Figure SUM 5. Trends in Poverty before and after Including Means-Tested Benefits: All Persons in Families with Related Children Under 18 Years of Age, 1979 – 1996

Percent of Population in Poverty

Figure SUM 5. Trends in Poverty before and after Including Means-Tested Benefits: All Persons in Families with Related Children Under 18 Years of Age, 1979 – 1996

Source: Table SUM 5.

 


Table SUM 5. Percentage of Persons in Poverty before and after Including Means-Tested Benefits: All Persons in Families with Related Children under 18 Years of Age, 1979-1996

  1979 1981 1983 1986 1989 1991 1993 1995 1996

Note: The first measure of poverty, labeled cash income plus all social insurance, includes social security but not means-tested cash transfers. Adding means-tested cash transfers yields the official census definition of poverty, the second line in the table. Food and housing benefits may be received either as cash or (more generally) as in-kind benefits in which case the market value of food and housing benefits is added. EITC refers to the refundable Earned Income Tax Credit, which is always positive whereas Federal payroll and income taxes are a negative adjustment. The fungible value of Medicare and Medicaid is not included.

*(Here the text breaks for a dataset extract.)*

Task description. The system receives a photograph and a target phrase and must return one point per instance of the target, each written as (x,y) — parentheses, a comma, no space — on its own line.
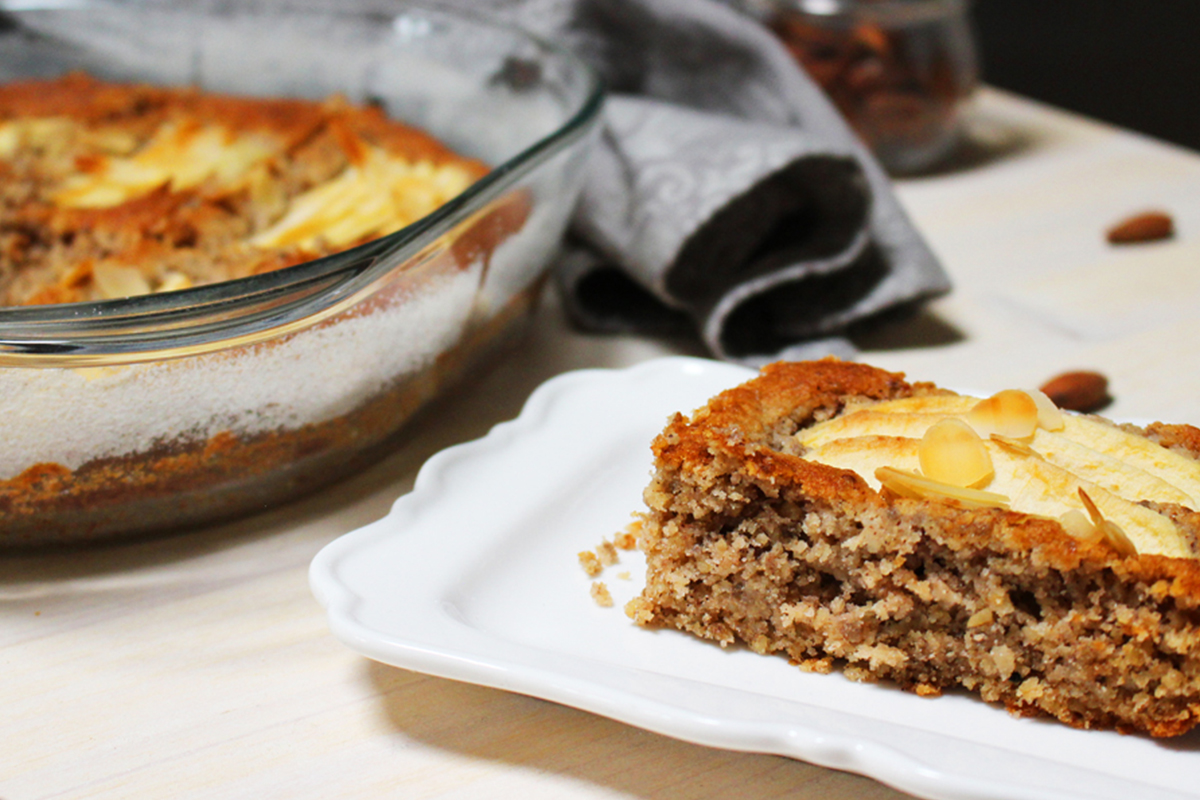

Source: Congressional Budget Office tabulations. Additional calculations by DHHS.

Cash Income plus All Social Insurance 14.3 17.4 19.1 17.4 16.8 18.8 20.0 18.1 17.8
    Plus Means-Tested Cash Assistance 12.9 16.3 18.4 16.5 15.8 17.7 18.7 16.8 16.6
    Plus Food and Housing Benefits 10.2 13.9 16.5 14.6 13.6 15.3 16.4 14.3 14.4
    Plus EITC and Federal Taxes 10.5 15.2 17.7 15.8 14.1 15.3 15.9 13.0 12.9
Reduction in Poverty Rate 3.8 2.2 1.4 1.6 3.5 3.5 4.1 5.1 4.9

The relatively small changes in the level of overall deprivation since the late 1980s are consistent with the small changes in the dependence rate seen earlier. As larger changes in dependence occur under PRWORA, it will be both necessary and interesting to track changes in these deprivation rates as well. If this legislation succeeds in its aims, dependence should fall noticeably while deprivation measures remain largely unchanged.